Cette progression est portée par les équipements industriels, les machines spécialisées, les produits issus du raffinage pétrolier et les produits chimiques, confirmant l’Italie comme partenaire technologique majeur de la modernisation industrielle et de la diversification économique de l’Algérie. «Cette tendance témoigne du rôle de Rome en tant que partenaire de référence pour la modernisation industrielle algérienne, la fourniture de technologies et le développement des capacités productives locales», est-il noté.
Renforcer l’intégration des chaînes de valeur
La forte augmentation des exportations sidérurgiques algériennes met en évidence la croissance du secteur national et une orientation de plus en plus marquée vers les marchés européens, relève la même source.
Cette dynamique s’inscrit dans le cadre de l’accord d’environ un milliard d’euros portant sur la réalisation en Algérie d’une unité de production de fer (DRI). Cette unité repose sur un modèle de production hautement énergivore, qui ne trouve aujourd’hui une viabilité durable que dans des pays disposant d’une grande disponibilité de gaz naturel et de ressources énergétiques à faible coût. Le choix de l’Algérie est, en ce sens, le fruit d’une longue coopération industrielle entre Rome et Alger, ainsi que de l’intérêt commun à renforcer l’intégration productive le long des chaînes de valeur euro-méditerranéennes.
Un partenariat structuré
Le partenariat économique entre l’Italie et l’Algérie s’avère désormais bien plus structuré que le simple solde commercial. La relation bilatérale représente l’un des axes stratégiques de la Méditerranée, en particulier dans le domaine énergétique, à la suite de la réorganisation des approvisionnements européens en gaz après l’agression russe contre l’Ukraine en 2022.
Outre l’énergie, la coopération s’étend à des secteurs clés tels que la sécurité alimentaire à travers le projet de BF International dans le développement des filières agro-industrielles dans le cadre du Plan Mattei, ainsi qu’à l’automobile, avec l’usine Fiat d’Oran désormais intégrée dans le tissu productif algérien.
Secteurs diversifiés
La gamme des secteurs concernés est vaste.

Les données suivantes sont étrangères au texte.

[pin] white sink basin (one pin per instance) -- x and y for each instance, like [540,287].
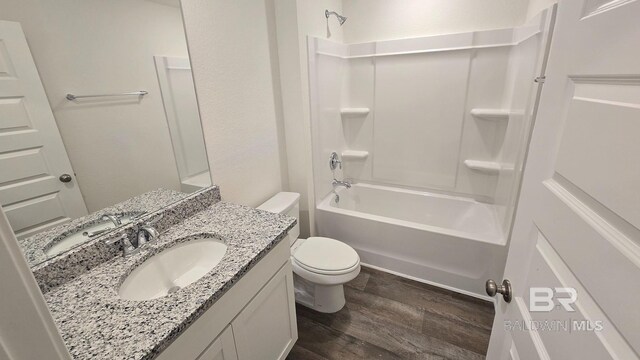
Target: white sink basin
[173,269]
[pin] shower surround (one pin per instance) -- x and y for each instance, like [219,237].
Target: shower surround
[433,131]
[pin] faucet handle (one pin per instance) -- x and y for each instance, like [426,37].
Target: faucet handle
[128,248]
[146,234]
[334,161]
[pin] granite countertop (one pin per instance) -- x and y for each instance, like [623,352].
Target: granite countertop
[96,323]
[34,246]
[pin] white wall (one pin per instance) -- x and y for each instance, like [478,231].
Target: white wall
[231,57]
[118,149]
[295,20]
[535,6]
[375,20]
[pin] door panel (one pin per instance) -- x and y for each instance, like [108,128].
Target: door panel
[32,155]
[578,220]
[222,348]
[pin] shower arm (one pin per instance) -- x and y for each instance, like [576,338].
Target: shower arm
[341,19]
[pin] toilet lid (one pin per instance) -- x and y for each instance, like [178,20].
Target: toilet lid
[322,254]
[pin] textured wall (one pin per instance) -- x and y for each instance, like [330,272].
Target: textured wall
[231,56]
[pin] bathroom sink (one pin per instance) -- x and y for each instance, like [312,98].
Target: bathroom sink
[173,269]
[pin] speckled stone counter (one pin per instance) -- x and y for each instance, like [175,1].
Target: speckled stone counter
[34,246]
[96,324]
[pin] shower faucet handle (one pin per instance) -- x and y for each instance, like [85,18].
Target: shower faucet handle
[334,161]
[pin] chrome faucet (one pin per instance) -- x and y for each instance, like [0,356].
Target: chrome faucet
[127,247]
[146,234]
[337,183]
[113,218]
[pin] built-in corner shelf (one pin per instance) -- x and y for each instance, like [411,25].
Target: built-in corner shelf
[354,155]
[489,167]
[491,114]
[354,111]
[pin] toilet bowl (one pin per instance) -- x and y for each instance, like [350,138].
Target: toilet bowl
[321,265]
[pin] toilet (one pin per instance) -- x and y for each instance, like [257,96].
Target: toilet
[321,265]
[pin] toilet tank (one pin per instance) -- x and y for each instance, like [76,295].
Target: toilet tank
[285,203]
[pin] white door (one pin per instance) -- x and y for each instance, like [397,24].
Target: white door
[578,221]
[32,155]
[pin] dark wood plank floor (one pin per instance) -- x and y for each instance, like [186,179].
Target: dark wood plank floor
[389,317]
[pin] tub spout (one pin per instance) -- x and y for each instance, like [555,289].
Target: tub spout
[337,183]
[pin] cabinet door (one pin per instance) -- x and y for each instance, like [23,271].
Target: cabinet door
[266,329]
[222,348]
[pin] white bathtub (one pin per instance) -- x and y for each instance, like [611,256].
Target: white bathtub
[448,241]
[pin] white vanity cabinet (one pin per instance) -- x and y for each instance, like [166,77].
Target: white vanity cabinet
[222,348]
[254,319]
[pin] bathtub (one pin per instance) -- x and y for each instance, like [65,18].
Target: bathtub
[452,242]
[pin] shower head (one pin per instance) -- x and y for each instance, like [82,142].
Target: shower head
[341,19]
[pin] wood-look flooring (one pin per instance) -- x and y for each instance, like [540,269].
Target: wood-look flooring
[390,317]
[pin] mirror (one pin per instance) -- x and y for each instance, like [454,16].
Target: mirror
[99,123]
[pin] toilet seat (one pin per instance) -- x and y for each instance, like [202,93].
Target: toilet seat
[326,256]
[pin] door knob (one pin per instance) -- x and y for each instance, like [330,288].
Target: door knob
[504,289]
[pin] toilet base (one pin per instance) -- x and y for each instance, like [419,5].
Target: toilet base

Elle va de la transformation industrielle, à la sécurité énergétique, en passant par l’industrie lourde, les technologies avancées et les filières renouvelables. Autant de secteurs qui font de l’Algérie un marché en diversification progressive, désireux d’attirer savoir-faire et investissements.
Les données commerciales reflètent en effet la volonté d’Alger de réduire sa dépendance aux seules exportations d’hydrocarbures, tandis que les entreprises italiennes renforcent leur présence dans des segments à fort potentiel – énergie, infrastructures, numérique et industrie avancée – dans un contexte réglementaire plus favorable aux partenariats internationaux.
L’esprit de Mattei
Ce rapprochement stratégique s’inscrit pleinement dans la mise en œuvre du Plan Mattei, qui ambitionne de consolider une coopération euro-méditerranéenne fondée sur l’énergie, l’innovation, la sécurité et le développement durable.
Les accords conclus entre le président Abdelmadjid Tebboune et la présidente du Conseil italien Giorgia Meloni lors de la visite officielle de juillet dernier ont ouvert de nouvelles perspectives de coopération dans les domaines des énergies renouvelables, de la production industrielle et de la sécurité énergétique, positionnant l’Algérie comme l’un des pôles économiques et industriels majeurs de la Méditerranée à moyen terme.